The chessboard method experiment result shows that: when the stephanine and the erythromycin are combined to be used for the drug-resistant strain of the group B streptococcus, the MIC of the stephanine and the erythromycin is reduced, the sensitivity of the strain to the erythromycin is enhanced, the sensitivity of the strain is changed from drug resistance (MIC is more than or equal to 4), the MIC of the erythromycin after the combination is 0.0625-1 mug/mL, and the MIC of the stephanine is reduced to 8-32 mug/mL (table 1). Based on the MIC value, FICI values were calculated after the combination of the two drugs and judged to be synergistic or additive.

The above description is only of the preferred embodiments of the present invention and is not intended to limit the present invention, but various modifications and variations can be made to the present invention by those skilled in the art. Any modification, equivalent replacement, improvement, etc. made within the spirit and principle of the present invention should be included in the protection scope of the present invention.

Claims (4)

1. The application of stephanine combined with macrolide antibiotics in preparing antibacterial products;

the macrolide antibiotic is erythromycin; the bacteria are drug-resistant group B streptococcus, wherein the concentration of stephanine is 8 mug/mL, and the concentration of erythromycin is 1 mug/mL.

2. The medicine composition for preventing and treating drug-resistant group B streptococcus induced diseases is characterized by comprising stephanine and erythromycin; in the medicine combination, the concentration of stephanine is 8 mug/mL, and the concentration of erythromycin is 1 mug/mL.
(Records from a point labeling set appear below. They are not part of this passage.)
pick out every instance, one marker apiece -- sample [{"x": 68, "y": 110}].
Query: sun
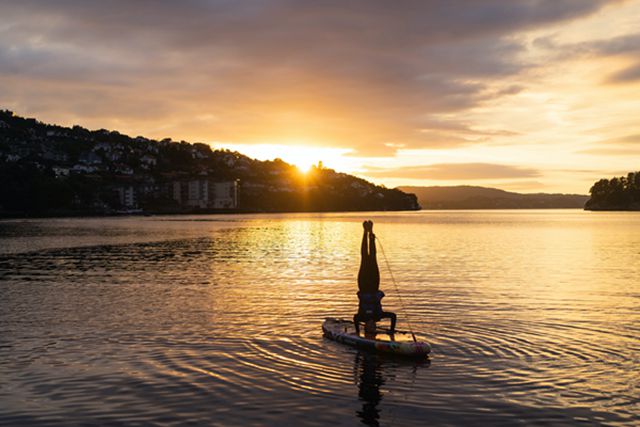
[{"x": 304, "y": 165}]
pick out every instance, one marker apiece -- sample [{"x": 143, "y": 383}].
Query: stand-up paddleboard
[{"x": 401, "y": 343}]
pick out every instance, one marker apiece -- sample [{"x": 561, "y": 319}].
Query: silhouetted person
[{"x": 369, "y": 295}]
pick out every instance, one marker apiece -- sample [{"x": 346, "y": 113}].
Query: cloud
[
  {"x": 630, "y": 74},
  {"x": 368, "y": 75},
  {"x": 455, "y": 171}
]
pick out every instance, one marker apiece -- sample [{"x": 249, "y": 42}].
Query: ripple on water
[{"x": 224, "y": 328}]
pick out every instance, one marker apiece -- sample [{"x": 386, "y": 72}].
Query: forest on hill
[
  {"x": 55, "y": 170},
  {"x": 473, "y": 197},
  {"x": 617, "y": 193}
]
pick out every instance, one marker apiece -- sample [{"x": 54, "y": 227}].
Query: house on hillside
[{"x": 206, "y": 194}]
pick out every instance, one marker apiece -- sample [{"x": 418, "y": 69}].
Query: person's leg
[
  {"x": 363, "y": 272},
  {"x": 392, "y": 317},
  {"x": 374, "y": 271},
  {"x": 356, "y": 322}
]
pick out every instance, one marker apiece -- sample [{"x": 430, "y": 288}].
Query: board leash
[{"x": 404, "y": 308}]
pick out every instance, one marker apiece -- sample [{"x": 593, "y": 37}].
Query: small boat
[{"x": 400, "y": 343}]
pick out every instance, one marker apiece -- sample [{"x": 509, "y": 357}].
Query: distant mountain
[
  {"x": 471, "y": 197},
  {"x": 55, "y": 170},
  {"x": 616, "y": 194}
]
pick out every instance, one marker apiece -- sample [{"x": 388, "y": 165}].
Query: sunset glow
[{"x": 527, "y": 96}]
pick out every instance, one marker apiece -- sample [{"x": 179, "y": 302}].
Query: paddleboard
[{"x": 401, "y": 343}]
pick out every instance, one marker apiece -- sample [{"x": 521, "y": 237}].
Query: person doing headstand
[{"x": 369, "y": 295}]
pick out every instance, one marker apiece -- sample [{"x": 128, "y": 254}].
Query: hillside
[
  {"x": 470, "y": 197},
  {"x": 54, "y": 170},
  {"x": 616, "y": 194}
]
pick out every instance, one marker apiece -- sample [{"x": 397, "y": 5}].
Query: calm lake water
[{"x": 534, "y": 319}]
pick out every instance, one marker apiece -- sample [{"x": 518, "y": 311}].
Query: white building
[
  {"x": 224, "y": 195},
  {"x": 206, "y": 194},
  {"x": 127, "y": 196}
]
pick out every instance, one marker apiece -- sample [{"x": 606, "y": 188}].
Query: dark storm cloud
[
  {"x": 456, "y": 171},
  {"x": 363, "y": 74}
]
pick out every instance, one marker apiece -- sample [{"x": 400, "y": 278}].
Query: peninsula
[{"x": 616, "y": 194}]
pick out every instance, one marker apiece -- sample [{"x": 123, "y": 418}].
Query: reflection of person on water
[
  {"x": 369, "y": 295},
  {"x": 369, "y": 380}
]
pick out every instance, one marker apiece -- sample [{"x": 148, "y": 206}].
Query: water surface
[{"x": 533, "y": 317}]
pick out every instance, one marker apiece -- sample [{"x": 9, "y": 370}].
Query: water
[{"x": 533, "y": 317}]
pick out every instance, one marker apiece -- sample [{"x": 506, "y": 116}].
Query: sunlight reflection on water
[{"x": 532, "y": 315}]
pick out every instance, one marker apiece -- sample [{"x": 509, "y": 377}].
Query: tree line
[{"x": 618, "y": 193}]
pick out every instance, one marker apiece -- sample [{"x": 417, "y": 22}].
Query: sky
[{"x": 523, "y": 95}]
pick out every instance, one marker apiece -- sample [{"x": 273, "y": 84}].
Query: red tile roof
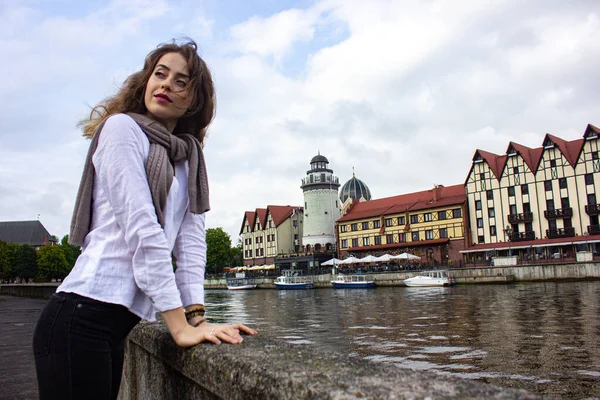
[
  {"x": 531, "y": 156},
  {"x": 250, "y": 217},
  {"x": 407, "y": 202},
  {"x": 532, "y": 243},
  {"x": 280, "y": 213},
  {"x": 262, "y": 217},
  {"x": 569, "y": 149},
  {"x": 495, "y": 162}
]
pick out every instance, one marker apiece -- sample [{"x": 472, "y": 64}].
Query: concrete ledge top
[{"x": 264, "y": 367}]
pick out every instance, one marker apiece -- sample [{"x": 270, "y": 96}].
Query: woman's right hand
[{"x": 215, "y": 333}]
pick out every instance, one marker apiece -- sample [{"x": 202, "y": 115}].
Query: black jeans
[{"x": 79, "y": 347}]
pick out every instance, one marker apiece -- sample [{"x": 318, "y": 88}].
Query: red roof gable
[
  {"x": 248, "y": 216},
  {"x": 262, "y": 217},
  {"x": 531, "y": 156},
  {"x": 495, "y": 162},
  {"x": 569, "y": 149},
  {"x": 407, "y": 202},
  {"x": 280, "y": 213}
]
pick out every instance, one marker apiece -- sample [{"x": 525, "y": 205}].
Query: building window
[
  {"x": 562, "y": 183},
  {"x": 589, "y": 179}
]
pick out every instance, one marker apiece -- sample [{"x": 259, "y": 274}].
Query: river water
[{"x": 543, "y": 337}]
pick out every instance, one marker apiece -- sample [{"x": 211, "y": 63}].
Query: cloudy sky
[{"x": 403, "y": 91}]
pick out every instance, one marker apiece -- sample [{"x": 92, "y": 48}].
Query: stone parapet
[{"x": 264, "y": 367}]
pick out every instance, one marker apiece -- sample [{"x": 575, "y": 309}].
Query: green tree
[
  {"x": 8, "y": 258},
  {"x": 52, "y": 262},
  {"x": 218, "y": 250},
  {"x": 25, "y": 262},
  {"x": 71, "y": 252}
]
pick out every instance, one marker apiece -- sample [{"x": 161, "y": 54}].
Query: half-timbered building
[
  {"x": 535, "y": 202},
  {"x": 269, "y": 232}
]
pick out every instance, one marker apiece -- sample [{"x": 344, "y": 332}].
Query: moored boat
[
  {"x": 294, "y": 282},
  {"x": 240, "y": 284},
  {"x": 429, "y": 278},
  {"x": 352, "y": 282}
]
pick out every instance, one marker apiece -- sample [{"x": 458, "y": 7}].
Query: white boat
[
  {"x": 429, "y": 278},
  {"x": 294, "y": 282},
  {"x": 240, "y": 284},
  {"x": 352, "y": 282}
]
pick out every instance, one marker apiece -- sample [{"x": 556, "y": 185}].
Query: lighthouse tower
[{"x": 321, "y": 206}]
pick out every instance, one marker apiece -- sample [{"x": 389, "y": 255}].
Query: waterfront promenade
[{"x": 18, "y": 316}]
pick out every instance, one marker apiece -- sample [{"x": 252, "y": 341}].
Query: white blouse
[{"x": 126, "y": 256}]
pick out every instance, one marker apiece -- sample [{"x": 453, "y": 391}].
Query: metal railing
[
  {"x": 560, "y": 232},
  {"x": 521, "y": 217}
]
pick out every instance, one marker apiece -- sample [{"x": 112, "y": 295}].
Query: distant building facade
[
  {"x": 431, "y": 224},
  {"x": 321, "y": 206},
  {"x": 268, "y": 232},
  {"x": 535, "y": 201},
  {"x": 32, "y": 233}
]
3. The use of the pharmaceutical composition according to claim 2 for the preparation of a medicament for the prevention and treatment of diseases caused by drug-resistant group B streptococcus.

4. The use of a pharmaceutical composition according to claim 2 for the manufacture of a medicament for the prevention and treatment of a drug-resistant group B streptococcus disease, wherein the disease comprises a neonatal drug-resistant group B streptococcus disease, an adult drug-resistant group B streptococcus disease;

wherein the neonatal drug-resistant group B streptococcal disease comprises two types, early onset and late onset; the neonatal onset time of early onset is within seven days of birth, including pulmonary infection, bacteremia, meningitis, and sepsis; neonatal onset of late onset, mostly within seven to three months after birth, includes meningitis, endocarditis, arthritis, osteomyelitis, cellulitis, and sepsis;

the adult drug-resistant group B streptococcus diseases comprise pregnant and lying-in women infection and other adult infections; maternal infections include chorioamniosis, endometritis, urinary infections, meningitis, endocarditis, and sepsis; other adult infections include pneumonia, meningitis, endocarditis, skin soft tissue infections, and sepsis.